Checkpoint Frequency

# Balance between restart capability and I/O cost
checkpoint_interval = max(10, total_steps // 100)  # At least every 10 steps

if step % checkpoint_interval == 0:
    mesh.write_timestep(f"restart_{step}.h5", ...)

File Management

# Implement checkpoint rotation to manage disk space
def cleanup_old_checkpoints(keep_last=5):
    checkpoints = sorted(glob.glob("restart_*.h5"))
    for old_checkpoint in checkpoints[:-keep_last]:
        os.remove(old_checkpoint)

Metadata Tracking

# Include simulation parameters in checkpoint
checkpoint_metadata = {
    "rayleigh_number": Ra,
    "viscosity_contrast": eta_contrast,
    "boundary_conditions": bc_info,
    "mesh_resolution": mesh.data.shape[0]
}

# Store as HDF5 attributes or separate JSON file

Integration with Model Orchestration

Future Direction: Model-Centric Checkpointing

The checkpointing system may migrate from mesh.write_timestep() to model.save_checkpoint():

# Current approach
mesh.write_timestep("step_100.h5", meshVars=[v, p, T])

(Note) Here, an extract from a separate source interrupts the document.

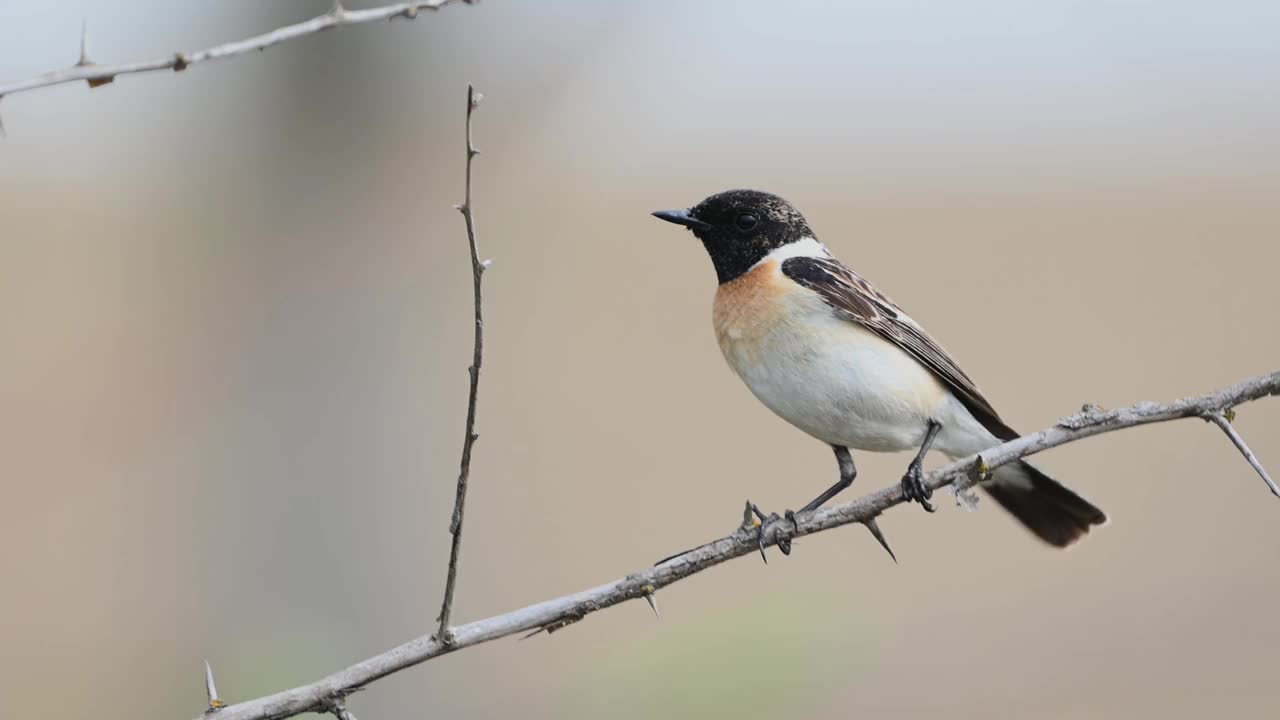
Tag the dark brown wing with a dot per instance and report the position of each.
(854, 299)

# Future model-centric approach  
model = uw.Model(mesh=mesh, velocity=v, pressure=p, temperature=T)
model.save_checkpoint("step_100.h5", include_parameters=True)

Benefits:

  • Parameter persistence: Automatically save constitutive parameters

  • Model validation: Ensure checkpoint compatibility with model structure

  • Metadata integration: Rich simulation metadata in checkpoint files

  • Version control: Track model version and parameter changes

Error Handling and Robustness

Common Issues and Solutions

Mesh Incompatibility

try:
    mesh.read_timestep("checkpoint.h5", meshVars=[fields])
except uw.CheckpointError as e:
    print(f"Mesh incompatibility: {e}")
    print("Consider using interpolation mode or checking mesh geometry")

Missing Fields

# Partial field loading when checkpoint has different fields
available_fields = mesh.get_checkpoint_fields("checkpoint.h5")
loadable_fields = [f for f in [v, p, T] if f.name in available_fields]
mesh.read_timestep("checkpoint.h5", meshVars=loadable_fields)

Parallel Inconsistency

# Ensure all processes participate in checkpoint operations
uw.mpi.barrier()  # Synchronize before checkpoint
mesh.write_timestep("checkpoint.h5", meshVars=[fields])
uw.mpi.barrier()  # Synchronize after checkpoint

Summary

The Underworld3 checkpointing system provides:

  • Flexible restart: Different meshes and parallel decompositions

  • Production-ready: Robust parallel HDF5 I/O

  • KDTree interpolation: Automatic field remapping

  • Swarm support: Complete particle state preservation

  • ⚠️ No swarm down-sampling: Memory constraints for large particle counts

  • 🔄 Future enhancement: Model-centric approach with rich metadata

The system enables robust simulation workflows, flexible post-processing, and production-scale computational geodynamics applications.